FOR INFORMATION CONTACT:
Don Jewler, ACCC Communications Director
301.984.9496, ext. 208
djewler@accc-cancer.org

For Immediate Release: September 16, 2005

Association of Community Cancer Centers’ Survey Reveals Need for Medicare Payment Adjustment to Adequately Capture Pharmacy Service Costs

Proposed Medicare payment rate to hospitals for pharmacy handling costs is woefully inadequate

ROCKVILLE, MD—A survey of hospital oncology pharmacists by the Association of Community Cancers (ACCC) reveals that pharmacy handling and overhead costs may account for approximately 30 percent of total drug costs. In stark contrast, the Centers for Medicare and Medicaid Services (CMS) is proposing to pay hospitals only 2 percent to cover these costs in 2006.

ACCC's survey findings are similar to those included in the June 2005 Medicare Payment Advisory Commission (MedPAC) report which suggests pharmacy service overhead costs make up 26 to 28 percent of total pharmacy costs.
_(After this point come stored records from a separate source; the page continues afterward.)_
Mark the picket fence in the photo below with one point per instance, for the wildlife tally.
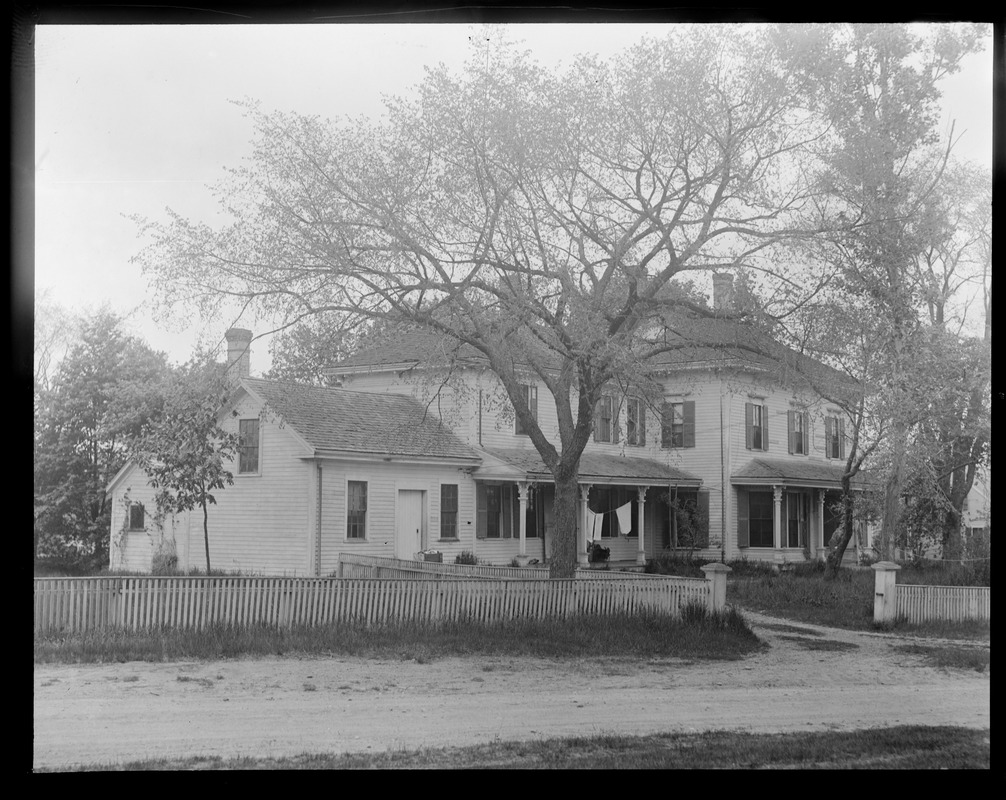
(918, 604)
(148, 603)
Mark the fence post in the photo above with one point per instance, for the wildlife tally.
(715, 574)
(885, 592)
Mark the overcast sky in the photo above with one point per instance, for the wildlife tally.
(131, 120)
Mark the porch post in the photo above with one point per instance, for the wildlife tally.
(641, 553)
(777, 517)
(584, 490)
(522, 497)
(820, 536)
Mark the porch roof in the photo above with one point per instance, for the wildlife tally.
(526, 464)
(784, 472)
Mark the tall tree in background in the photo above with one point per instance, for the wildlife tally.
(183, 450)
(878, 86)
(100, 395)
(540, 217)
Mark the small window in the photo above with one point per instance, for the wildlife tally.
(449, 511)
(798, 427)
(605, 424)
(635, 423)
(247, 432)
(834, 437)
(757, 424)
(137, 516)
(356, 510)
(530, 394)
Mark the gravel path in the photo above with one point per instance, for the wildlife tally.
(809, 678)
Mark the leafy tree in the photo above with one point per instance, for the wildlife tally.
(540, 217)
(100, 396)
(184, 451)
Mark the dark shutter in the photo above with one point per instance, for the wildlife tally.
(743, 522)
(688, 429)
(480, 511)
(702, 507)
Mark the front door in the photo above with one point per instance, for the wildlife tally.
(408, 538)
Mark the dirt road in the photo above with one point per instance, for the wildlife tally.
(272, 706)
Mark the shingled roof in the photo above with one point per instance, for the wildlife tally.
(336, 420)
(598, 466)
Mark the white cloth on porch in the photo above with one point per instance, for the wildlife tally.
(624, 513)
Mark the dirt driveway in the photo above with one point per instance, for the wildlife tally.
(272, 706)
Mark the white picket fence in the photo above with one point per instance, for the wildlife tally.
(148, 603)
(918, 604)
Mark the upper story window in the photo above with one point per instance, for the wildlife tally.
(834, 437)
(449, 510)
(677, 425)
(757, 426)
(635, 422)
(137, 516)
(356, 510)
(605, 422)
(247, 459)
(798, 433)
(530, 394)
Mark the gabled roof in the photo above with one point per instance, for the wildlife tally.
(598, 466)
(796, 472)
(341, 421)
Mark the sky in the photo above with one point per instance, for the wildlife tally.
(132, 120)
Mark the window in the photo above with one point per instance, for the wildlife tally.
(635, 423)
(530, 394)
(605, 423)
(677, 425)
(798, 427)
(247, 459)
(757, 423)
(761, 506)
(834, 437)
(449, 511)
(356, 510)
(137, 520)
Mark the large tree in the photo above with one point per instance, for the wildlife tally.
(99, 396)
(541, 217)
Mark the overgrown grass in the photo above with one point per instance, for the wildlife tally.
(844, 602)
(901, 748)
(695, 635)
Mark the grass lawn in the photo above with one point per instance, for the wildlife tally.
(695, 635)
(902, 748)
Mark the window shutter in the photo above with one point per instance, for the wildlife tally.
(507, 501)
(480, 511)
(743, 523)
(702, 505)
(688, 429)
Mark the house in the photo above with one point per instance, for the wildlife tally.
(736, 458)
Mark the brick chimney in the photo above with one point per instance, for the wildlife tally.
(722, 293)
(238, 351)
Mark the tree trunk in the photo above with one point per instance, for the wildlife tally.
(566, 512)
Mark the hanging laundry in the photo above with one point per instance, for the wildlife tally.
(624, 514)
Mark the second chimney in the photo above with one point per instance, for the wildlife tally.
(722, 293)
(238, 351)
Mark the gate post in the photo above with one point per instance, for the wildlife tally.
(885, 592)
(715, 574)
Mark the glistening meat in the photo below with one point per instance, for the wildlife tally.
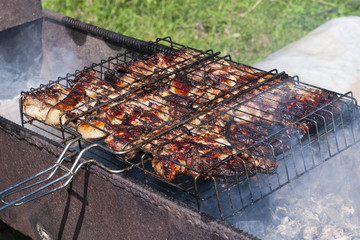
(196, 116)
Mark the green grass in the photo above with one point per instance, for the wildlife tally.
(249, 30)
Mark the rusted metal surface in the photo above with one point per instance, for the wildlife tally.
(17, 12)
(97, 205)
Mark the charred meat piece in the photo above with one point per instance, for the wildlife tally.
(196, 116)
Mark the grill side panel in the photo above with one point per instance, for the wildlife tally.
(97, 205)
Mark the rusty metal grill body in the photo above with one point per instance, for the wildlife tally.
(231, 194)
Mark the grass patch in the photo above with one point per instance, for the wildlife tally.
(249, 30)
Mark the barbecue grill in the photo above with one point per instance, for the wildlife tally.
(185, 206)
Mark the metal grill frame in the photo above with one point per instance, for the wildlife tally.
(197, 188)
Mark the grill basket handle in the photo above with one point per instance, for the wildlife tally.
(43, 183)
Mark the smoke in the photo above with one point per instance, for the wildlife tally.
(26, 61)
(321, 204)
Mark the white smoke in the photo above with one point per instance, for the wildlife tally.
(24, 64)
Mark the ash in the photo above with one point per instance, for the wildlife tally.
(322, 204)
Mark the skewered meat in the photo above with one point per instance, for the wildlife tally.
(196, 116)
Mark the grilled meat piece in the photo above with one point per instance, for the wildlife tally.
(37, 104)
(212, 117)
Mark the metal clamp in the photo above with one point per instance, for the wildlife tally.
(42, 183)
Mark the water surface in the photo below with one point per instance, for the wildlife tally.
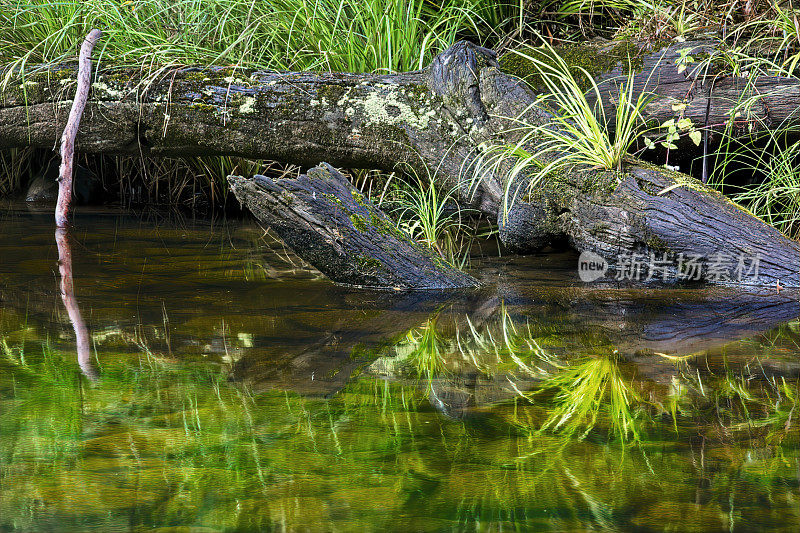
(231, 388)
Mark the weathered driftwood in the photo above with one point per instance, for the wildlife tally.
(711, 96)
(433, 121)
(64, 202)
(341, 233)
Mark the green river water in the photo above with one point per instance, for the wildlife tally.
(231, 388)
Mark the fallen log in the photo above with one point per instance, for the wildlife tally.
(341, 233)
(711, 94)
(434, 121)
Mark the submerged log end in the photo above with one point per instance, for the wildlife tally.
(668, 224)
(335, 228)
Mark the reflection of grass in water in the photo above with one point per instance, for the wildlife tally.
(591, 389)
(159, 442)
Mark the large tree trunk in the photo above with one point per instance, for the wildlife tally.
(343, 234)
(434, 122)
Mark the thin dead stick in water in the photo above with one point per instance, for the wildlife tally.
(71, 130)
(73, 310)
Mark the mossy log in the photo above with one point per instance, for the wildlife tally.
(433, 122)
(341, 233)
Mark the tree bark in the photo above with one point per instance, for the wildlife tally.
(64, 202)
(341, 233)
(430, 122)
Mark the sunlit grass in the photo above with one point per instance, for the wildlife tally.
(576, 138)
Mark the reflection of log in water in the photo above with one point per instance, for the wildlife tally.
(71, 304)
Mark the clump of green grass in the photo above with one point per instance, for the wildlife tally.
(776, 197)
(577, 137)
(430, 215)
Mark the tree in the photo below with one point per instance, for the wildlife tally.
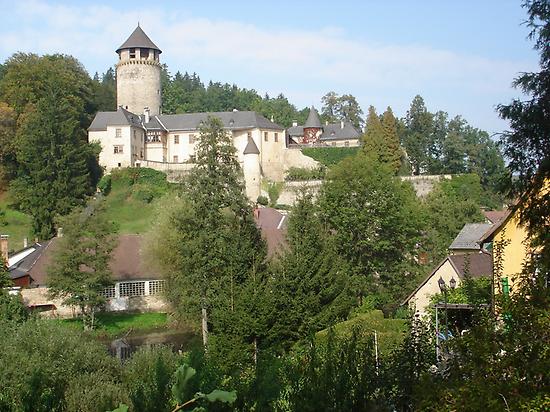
(344, 108)
(80, 271)
(53, 156)
(209, 245)
(375, 223)
(527, 144)
(8, 162)
(417, 138)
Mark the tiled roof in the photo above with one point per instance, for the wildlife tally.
(138, 39)
(121, 117)
(313, 119)
(470, 236)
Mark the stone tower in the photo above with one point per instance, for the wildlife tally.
(138, 74)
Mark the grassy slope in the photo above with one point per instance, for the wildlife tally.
(389, 331)
(118, 324)
(15, 224)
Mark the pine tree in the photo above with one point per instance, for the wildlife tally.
(80, 270)
(54, 162)
(393, 152)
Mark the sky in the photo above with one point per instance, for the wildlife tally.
(460, 56)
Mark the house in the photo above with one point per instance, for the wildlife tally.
(313, 132)
(134, 287)
(273, 225)
(509, 241)
(469, 239)
(457, 267)
(137, 134)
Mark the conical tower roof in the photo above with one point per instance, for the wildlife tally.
(251, 147)
(313, 119)
(138, 39)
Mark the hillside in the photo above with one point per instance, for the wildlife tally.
(14, 223)
(131, 196)
(389, 332)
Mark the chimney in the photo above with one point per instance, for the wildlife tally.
(147, 114)
(4, 248)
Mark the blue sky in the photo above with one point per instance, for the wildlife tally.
(461, 56)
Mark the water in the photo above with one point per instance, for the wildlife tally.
(178, 340)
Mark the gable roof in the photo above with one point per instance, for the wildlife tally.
(480, 264)
(470, 236)
(335, 131)
(231, 120)
(494, 216)
(121, 117)
(138, 39)
(313, 119)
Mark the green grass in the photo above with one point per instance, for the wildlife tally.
(118, 324)
(390, 332)
(329, 156)
(132, 200)
(14, 223)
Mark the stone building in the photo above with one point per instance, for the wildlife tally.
(139, 135)
(314, 132)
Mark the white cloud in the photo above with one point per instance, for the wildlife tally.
(297, 62)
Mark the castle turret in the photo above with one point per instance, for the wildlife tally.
(138, 74)
(312, 127)
(251, 169)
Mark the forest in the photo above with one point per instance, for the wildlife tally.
(291, 333)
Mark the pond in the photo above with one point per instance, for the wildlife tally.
(124, 347)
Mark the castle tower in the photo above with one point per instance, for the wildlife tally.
(138, 74)
(312, 127)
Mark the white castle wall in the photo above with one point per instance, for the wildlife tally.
(138, 85)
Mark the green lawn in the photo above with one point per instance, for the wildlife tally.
(390, 332)
(14, 223)
(118, 324)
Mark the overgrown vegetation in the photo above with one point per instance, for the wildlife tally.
(329, 156)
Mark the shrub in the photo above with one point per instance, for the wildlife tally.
(302, 173)
(104, 184)
(329, 156)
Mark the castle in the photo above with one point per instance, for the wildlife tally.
(137, 134)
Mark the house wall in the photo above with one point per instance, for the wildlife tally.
(420, 301)
(514, 254)
(131, 139)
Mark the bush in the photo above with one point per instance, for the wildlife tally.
(294, 174)
(104, 184)
(148, 377)
(329, 156)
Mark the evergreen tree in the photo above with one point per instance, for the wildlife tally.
(210, 247)
(54, 162)
(80, 270)
(417, 138)
(391, 140)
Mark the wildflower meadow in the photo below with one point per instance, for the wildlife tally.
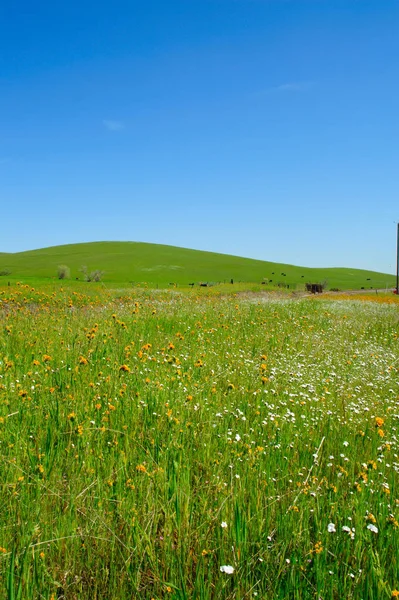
(187, 445)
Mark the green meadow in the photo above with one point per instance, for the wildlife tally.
(133, 263)
(165, 444)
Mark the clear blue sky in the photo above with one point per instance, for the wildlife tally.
(261, 128)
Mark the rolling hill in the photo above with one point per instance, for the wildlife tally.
(134, 262)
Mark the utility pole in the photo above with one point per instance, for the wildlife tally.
(397, 262)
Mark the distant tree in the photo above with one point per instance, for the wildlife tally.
(93, 275)
(63, 272)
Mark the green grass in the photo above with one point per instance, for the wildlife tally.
(127, 262)
(133, 425)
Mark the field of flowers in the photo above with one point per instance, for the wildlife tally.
(171, 445)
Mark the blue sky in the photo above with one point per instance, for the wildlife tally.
(261, 128)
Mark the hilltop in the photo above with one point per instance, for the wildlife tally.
(155, 264)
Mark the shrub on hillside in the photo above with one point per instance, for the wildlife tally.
(93, 275)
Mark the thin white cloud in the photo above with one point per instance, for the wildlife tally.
(112, 125)
(292, 86)
(300, 86)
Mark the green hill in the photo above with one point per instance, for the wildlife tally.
(156, 264)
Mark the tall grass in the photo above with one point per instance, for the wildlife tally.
(149, 440)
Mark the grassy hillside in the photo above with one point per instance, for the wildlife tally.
(124, 262)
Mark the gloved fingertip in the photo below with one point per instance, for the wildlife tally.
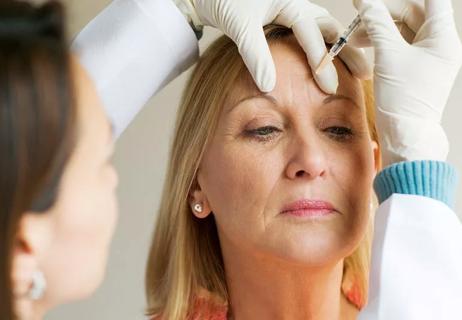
(266, 84)
(327, 79)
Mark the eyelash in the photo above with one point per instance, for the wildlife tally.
(267, 133)
(263, 133)
(339, 133)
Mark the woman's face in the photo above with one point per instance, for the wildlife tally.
(81, 222)
(289, 174)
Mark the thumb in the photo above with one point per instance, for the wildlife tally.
(256, 55)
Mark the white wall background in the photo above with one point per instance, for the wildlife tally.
(141, 158)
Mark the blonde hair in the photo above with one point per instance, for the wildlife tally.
(185, 254)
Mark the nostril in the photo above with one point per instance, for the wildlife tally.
(300, 173)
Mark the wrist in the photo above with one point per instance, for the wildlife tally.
(410, 139)
(190, 13)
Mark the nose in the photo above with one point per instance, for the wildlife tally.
(306, 158)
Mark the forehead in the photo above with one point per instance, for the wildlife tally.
(295, 78)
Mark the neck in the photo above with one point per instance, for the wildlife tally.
(265, 288)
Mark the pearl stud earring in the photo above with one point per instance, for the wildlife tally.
(198, 208)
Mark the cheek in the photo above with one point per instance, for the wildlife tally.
(238, 180)
(85, 217)
(353, 172)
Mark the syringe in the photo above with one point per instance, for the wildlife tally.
(338, 46)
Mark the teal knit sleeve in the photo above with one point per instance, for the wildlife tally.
(433, 179)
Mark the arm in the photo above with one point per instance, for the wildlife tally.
(132, 50)
(416, 270)
(135, 47)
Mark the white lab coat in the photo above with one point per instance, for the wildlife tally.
(135, 47)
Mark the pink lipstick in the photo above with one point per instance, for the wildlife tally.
(309, 208)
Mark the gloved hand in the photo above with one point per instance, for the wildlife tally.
(243, 21)
(412, 80)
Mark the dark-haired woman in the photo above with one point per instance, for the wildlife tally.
(57, 199)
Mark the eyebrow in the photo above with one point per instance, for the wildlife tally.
(265, 96)
(274, 101)
(334, 97)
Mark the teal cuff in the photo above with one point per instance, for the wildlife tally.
(433, 179)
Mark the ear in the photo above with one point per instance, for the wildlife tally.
(31, 244)
(377, 156)
(198, 201)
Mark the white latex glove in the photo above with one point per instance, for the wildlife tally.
(243, 21)
(412, 80)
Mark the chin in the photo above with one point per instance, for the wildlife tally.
(314, 252)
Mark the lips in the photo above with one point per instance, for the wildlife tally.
(309, 208)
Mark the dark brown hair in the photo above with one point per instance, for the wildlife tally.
(37, 121)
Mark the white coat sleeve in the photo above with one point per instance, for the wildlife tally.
(416, 271)
(131, 50)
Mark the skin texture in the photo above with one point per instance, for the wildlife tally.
(69, 243)
(280, 266)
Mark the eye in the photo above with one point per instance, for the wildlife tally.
(263, 133)
(339, 133)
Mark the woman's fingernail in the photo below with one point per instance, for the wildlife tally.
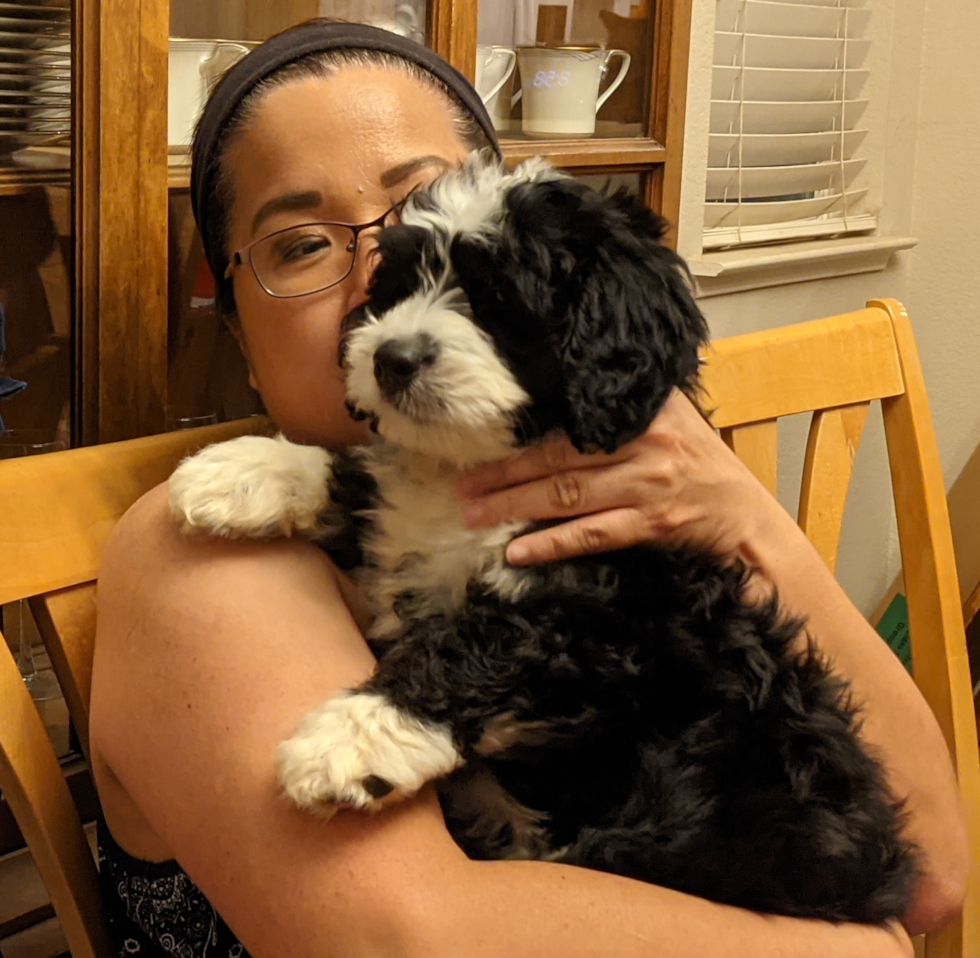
(517, 553)
(467, 486)
(473, 513)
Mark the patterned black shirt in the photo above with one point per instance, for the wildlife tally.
(154, 910)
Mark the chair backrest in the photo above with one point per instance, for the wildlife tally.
(56, 513)
(834, 368)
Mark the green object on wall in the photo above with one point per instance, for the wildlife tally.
(894, 629)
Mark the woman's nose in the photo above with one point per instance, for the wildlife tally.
(360, 275)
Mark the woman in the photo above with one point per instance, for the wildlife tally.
(209, 652)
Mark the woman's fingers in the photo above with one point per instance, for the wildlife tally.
(558, 495)
(603, 532)
(550, 457)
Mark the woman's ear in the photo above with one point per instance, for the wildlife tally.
(235, 328)
(633, 336)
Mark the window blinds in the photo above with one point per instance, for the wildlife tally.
(785, 145)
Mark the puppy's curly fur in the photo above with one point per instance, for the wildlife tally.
(629, 712)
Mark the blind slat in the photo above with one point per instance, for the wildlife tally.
(757, 182)
(785, 137)
(820, 116)
(807, 53)
(790, 19)
(781, 149)
(759, 214)
(830, 226)
(761, 84)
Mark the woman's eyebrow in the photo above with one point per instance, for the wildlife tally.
(396, 174)
(310, 200)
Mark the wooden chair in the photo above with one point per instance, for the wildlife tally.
(56, 512)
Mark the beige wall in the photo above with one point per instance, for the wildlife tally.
(924, 147)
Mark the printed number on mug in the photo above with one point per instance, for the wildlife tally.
(552, 78)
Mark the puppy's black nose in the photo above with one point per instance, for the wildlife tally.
(398, 361)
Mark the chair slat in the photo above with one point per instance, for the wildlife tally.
(832, 362)
(33, 784)
(756, 445)
(57, 511)
(939, 655)
(830, 449)
(66, 621)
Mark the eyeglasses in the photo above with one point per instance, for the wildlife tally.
(305, 259)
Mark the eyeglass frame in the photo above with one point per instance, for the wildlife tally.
(244, 255)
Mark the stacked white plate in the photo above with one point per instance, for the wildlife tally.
(35, 73)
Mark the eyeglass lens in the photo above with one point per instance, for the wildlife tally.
(304, 259)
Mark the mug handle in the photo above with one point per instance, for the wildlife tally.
(620, 77)
(510, 72)
(224, 56)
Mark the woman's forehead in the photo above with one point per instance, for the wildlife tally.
(339, 136)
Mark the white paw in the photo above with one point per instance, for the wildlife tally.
(358, 750)
(251, 487)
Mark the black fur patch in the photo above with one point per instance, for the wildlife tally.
(664, 729)
(593, 315)
(353, 491)
(689, 747)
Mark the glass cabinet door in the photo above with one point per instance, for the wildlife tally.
(207, 379)
(572, 70)
(36, 325)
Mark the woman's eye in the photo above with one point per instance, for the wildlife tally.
(297, 249)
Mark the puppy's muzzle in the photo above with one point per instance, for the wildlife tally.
(398, 362)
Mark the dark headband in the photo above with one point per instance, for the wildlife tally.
(314, 36)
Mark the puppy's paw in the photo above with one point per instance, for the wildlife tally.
(251, 487)
(359, 751)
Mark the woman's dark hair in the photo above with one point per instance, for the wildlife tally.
(318, 65)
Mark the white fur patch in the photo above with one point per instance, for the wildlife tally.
(420, 544)
(251, 487)
(470, 201)
(460, 408)
(356, 735)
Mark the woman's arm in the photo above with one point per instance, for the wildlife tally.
(680, 484)
(207, 655)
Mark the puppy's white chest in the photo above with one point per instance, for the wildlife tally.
(421, 556)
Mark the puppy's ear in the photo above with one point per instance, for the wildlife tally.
(628, 329)
(400, 269)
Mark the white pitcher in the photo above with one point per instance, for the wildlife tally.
(494, 67)
(560, 89)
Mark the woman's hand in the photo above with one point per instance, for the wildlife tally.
(676, 484)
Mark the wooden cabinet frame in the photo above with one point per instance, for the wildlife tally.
(122, 181)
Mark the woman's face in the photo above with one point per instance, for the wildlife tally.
(340, 150)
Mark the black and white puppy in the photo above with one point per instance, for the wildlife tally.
(628, 712)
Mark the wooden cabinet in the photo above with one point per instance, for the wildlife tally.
(108, 314)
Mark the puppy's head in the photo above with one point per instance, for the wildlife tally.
(510, 305)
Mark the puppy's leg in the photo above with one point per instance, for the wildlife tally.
(449, 686)
(252, 487)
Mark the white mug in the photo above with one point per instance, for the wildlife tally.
(494, 67)
(560, 88)
(194, 67)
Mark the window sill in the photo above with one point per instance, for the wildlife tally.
(738, 270)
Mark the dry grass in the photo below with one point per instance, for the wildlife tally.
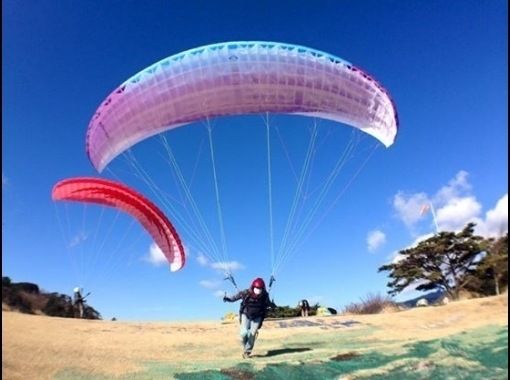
(38, 347)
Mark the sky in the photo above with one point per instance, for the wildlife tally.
(445, 65)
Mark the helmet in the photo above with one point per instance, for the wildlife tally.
(258, 283)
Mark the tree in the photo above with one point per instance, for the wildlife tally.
(491, 274)
(443, 261)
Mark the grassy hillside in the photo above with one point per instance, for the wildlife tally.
(465, 339)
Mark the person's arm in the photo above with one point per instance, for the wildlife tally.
(235, 297)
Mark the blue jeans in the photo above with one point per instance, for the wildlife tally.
(249, 328)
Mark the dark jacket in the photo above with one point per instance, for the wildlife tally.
(78, 298)
(252, 306)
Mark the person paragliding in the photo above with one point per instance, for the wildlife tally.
(254, 305)
(79, 302)
(305, 307)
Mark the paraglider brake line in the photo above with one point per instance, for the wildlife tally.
(228, 276)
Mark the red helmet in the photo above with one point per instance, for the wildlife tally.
(258, 283)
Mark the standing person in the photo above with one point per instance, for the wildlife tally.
(79, 302)
(305, 308)
(254, 305)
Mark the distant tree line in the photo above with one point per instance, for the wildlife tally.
(27, 298)
(452, 262)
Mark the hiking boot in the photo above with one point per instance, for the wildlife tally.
(246, 355)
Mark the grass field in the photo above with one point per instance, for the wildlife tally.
(462, 340)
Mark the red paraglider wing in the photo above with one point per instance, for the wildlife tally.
(116, 195)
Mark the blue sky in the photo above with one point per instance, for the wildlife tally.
(444, 63)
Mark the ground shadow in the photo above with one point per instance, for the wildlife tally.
(283, 351)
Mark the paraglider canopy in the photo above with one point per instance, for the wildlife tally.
(238, 78)
(113, 194)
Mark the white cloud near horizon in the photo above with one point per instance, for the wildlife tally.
(454, 206)
(375, 239)
(78, 239)
(227, 266)
(202, 260)
(408, 207)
MedPAC is an independent advisory council that reports to Congress.

"To reach a reasonable compromise, ACCC is proposing that CMS implement a pharmacy service and handling add-on of at least 8 percent of average sales price (ASP)," said Deborah Walter, ACCC Senior Director of Policy and Government Affairs. "Based upon our extensive data analysis, increasing the add-on percentage from 2 percent to 8 percent would protect beneficiary access to drug therapy in the hospital setting while increasing projected total Medicare payments to hospitals by less than 1 percent (0.33 percent)."

ACCC appreciates the difficulty that CMS has in setting pharmacy service payment rates that would fully capture the overhead costs for preparing drugs within a budget neutral system. However, ACCC’s survey and the MedPAC report clearly suggest that more than a 2 percent add-on adjustment is warranted.

"I am deeply concerned that the effect of this proposed reimbursement policy—coupled with CMS’s proposal to reduce payments by 50 percent to hospitals for select multiple diagnostic imaging procedures and cut reimbursement for administering drug therapies—could slowly dismantle multidisciplinary cancer care, which is certainly not CMS’s intent,” said Jeanne Musgrove, member of ACCC’s Governmental Affairs Committee. “Hospitals cannot continue to sustain these hits. It is critical to establish reimbursement rates that ensure hospitals are appropriately reimbursed for the services they provide," she added. Musgrove is cancer services director at Piedmont Medical Center in Rock Hill, South Carolina.

Additional information about ACCC’s pharmacy survey can be found here, and about ACCC analysis—here.


The Association of Community Cancer Centers provides a national forum for addressing issues that affect community cancer programs, such as regulatory and legislative issues, measurements of the quality of care, and clinical research. Its unique membership of more than 650 hospital cancer programs and oncology private practices includes all members of the cancer care team: medical and radiation oncologists, surgeons, cancer program administrators and medical directors, oncology nurses, pharmacists, radiation therapists, oncology social workers, and cancer program data managers.